Noting Third World countries use systems such as a painted finger to secure the vote, Robinson said “it’s time to stop playing all these silly games based on race.”

“And, please, stop using me as a black man as your pawn — and, yes, I said it — to push your agenda,” he said, speaking directly to Democrats. “I’m sick of it.”

A Democratic member of the committee interrupted, asked the chairman, Rep. Steve Cohen, D-Tenn., to ask the witness to answer the question.

Amid crosstalk, Roy asked for a unanimous consent request to insert a document into the record.

Cohen, whose mic wasn’t on, slammed his gavel, asking for the next lawmaker to begin his time of questioning the witnesses via video remote.

Roy, who was in the hearing room, asked, “So the chairman doesn’t want us to be able to insert stuff into the record?”

There was more crosstalk.

“Maybe in a few minutes, not right now,” Cohen said, showing his irritation with a dismissive wave of the hand at Roy.

Roy asked for clarification, and Cohen slammed his gavel again, yelling, “Mr. Johnson, we’re going to go on proper order! You’re recognized for five minutes!”

Roy said: “Well, this is a great way to run a hearing. Impressive.”

See the exchange:

In his opening statement, Robinson noted he grew up at the ninth of 10 children in Greesboro, North Carolina, an “epicenter of the civil rights movement” as the site of the Woolworth’s lunch counter protest. His mother, a woman of faith, grew up in the Jim Crow era and “witnessed first hand the made by those to ensure that black voices would be heard in government.”

The suffering of his people, from slavery through segregation, was immense, he said, but today millions of black people are leaders in business, athletics, government and culture.

Mentioning Barack Obama’s two terms in the White House, the lieutenant governor said those developments all “add up to an incredible story of victory.”

Now, the Georgia voting law is being compared to Jim Crow laws, charging black voices are being silenced, he said. Not by bullets, bombs or nooses, but by requiring a free ID to secure the vote.

“How absolutely prepostrous,” said Robinson. “Am I to believe that black Americans who have overcome the atrocities of slavery, who were victorious in the Civil Rights movement and now sit in the highest levels of this goverment cannot figure out how to get a free ID to secure their votes?”

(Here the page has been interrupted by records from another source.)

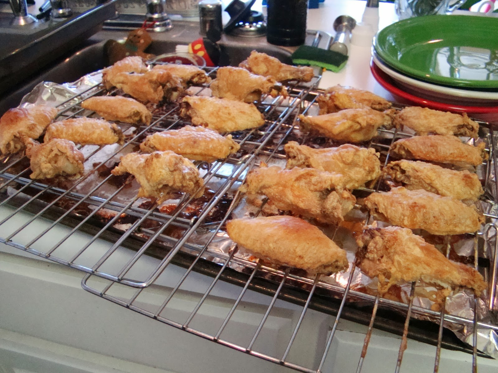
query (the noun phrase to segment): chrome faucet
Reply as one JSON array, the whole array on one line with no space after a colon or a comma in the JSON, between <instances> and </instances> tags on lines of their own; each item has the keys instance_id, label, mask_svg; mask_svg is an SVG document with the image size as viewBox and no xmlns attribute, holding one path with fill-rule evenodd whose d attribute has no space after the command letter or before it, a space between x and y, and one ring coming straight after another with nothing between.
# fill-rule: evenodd
<instances>
[{"instance_id":1,"label":"chrome faucet","mask_svg":"<svg viewBox=\"0 0 498 373\"><path fill-rule=\"evenodd\" d=\"M25 25L37 22L36 18L28 13L28 5L26 0L9 0L10 8L14 13L14 19L10 24L15 26Z\"/></svg>"}]
</instances>

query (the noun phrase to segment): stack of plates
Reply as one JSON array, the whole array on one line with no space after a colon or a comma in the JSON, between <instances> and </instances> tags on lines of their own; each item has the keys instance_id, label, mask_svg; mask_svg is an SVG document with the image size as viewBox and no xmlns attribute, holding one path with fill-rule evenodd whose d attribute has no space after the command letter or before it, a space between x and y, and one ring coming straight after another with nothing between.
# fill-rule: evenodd
<instances>
[{"instance_id":1,"label":"stack of plates","mask_svg":"<svg viewBox=\"0 0 498 373\"><path fill-rule=\"evenodd\" d=\"M404 19L377 33L371 70L386 90L421 106L498 113L497 35L492 17Z\"/></svg>"}]
</instances>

The idea is “not just insane,” he said, “it is insulting.”

See Robinson’s remarks:

Robinson insisted the resistance to voter ID laws is not about justice, it’s about power.

He noted that when Vice President Kamala Harris went to the iconic Woolworth’s lunch counter in Greensboro, a man who was at the center of that Civil Rights protest, Clarence Henderson, was not invited.

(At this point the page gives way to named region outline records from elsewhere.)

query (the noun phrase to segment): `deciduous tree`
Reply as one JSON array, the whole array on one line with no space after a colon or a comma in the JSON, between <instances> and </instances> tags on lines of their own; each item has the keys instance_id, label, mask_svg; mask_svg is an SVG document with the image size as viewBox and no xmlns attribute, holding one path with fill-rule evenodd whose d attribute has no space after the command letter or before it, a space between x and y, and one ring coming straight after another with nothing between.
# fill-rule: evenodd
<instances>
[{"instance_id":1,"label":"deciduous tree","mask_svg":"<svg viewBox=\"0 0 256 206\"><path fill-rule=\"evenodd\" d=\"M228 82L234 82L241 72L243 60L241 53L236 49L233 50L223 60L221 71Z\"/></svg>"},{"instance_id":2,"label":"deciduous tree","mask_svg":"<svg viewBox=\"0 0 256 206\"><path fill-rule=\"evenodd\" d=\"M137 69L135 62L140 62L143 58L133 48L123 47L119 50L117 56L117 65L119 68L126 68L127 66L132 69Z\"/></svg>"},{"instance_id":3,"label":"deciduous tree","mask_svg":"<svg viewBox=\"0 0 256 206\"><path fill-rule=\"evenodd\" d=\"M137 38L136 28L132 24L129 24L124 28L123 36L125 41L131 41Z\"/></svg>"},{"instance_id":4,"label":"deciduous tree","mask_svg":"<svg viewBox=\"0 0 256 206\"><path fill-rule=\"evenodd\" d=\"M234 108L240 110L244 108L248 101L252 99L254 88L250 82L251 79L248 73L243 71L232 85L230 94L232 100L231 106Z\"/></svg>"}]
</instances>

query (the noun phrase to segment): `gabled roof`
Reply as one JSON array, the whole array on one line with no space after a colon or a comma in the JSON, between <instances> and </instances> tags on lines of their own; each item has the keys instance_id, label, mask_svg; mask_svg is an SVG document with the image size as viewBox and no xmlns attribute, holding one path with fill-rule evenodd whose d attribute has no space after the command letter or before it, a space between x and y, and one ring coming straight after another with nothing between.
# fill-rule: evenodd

“Why was he left out? Because he’s of a different political persuasion,” Robinson said.

Henderson, in a speech at the Republican National Convention last year, explained why he was voting for Donald Trump for president. He mentioned that it was the Republican Party that passed the 13th, 14th and 15 Amendments.

See Clarence Henderson’s RNC speech:

At the hearing Thursday, Robinson charged that the goal of some politicians is not to hear black voices but “to hear the voices that fit their narratives and ultimately help keep power with one group.”

“That’s what this is all about,” he said. “It’s about power.”

HR1, the For the People Act, Robinson said, is the Democrats’ instrument for carrying that out, removing the power the Constitution grants to the states to establish election laws.

Voter ID, he said, “is our first line of defense for protecting the integrity of the right to vote.

“And that’s what this should be about,” said Henderson. “It should be about integrity, not power.”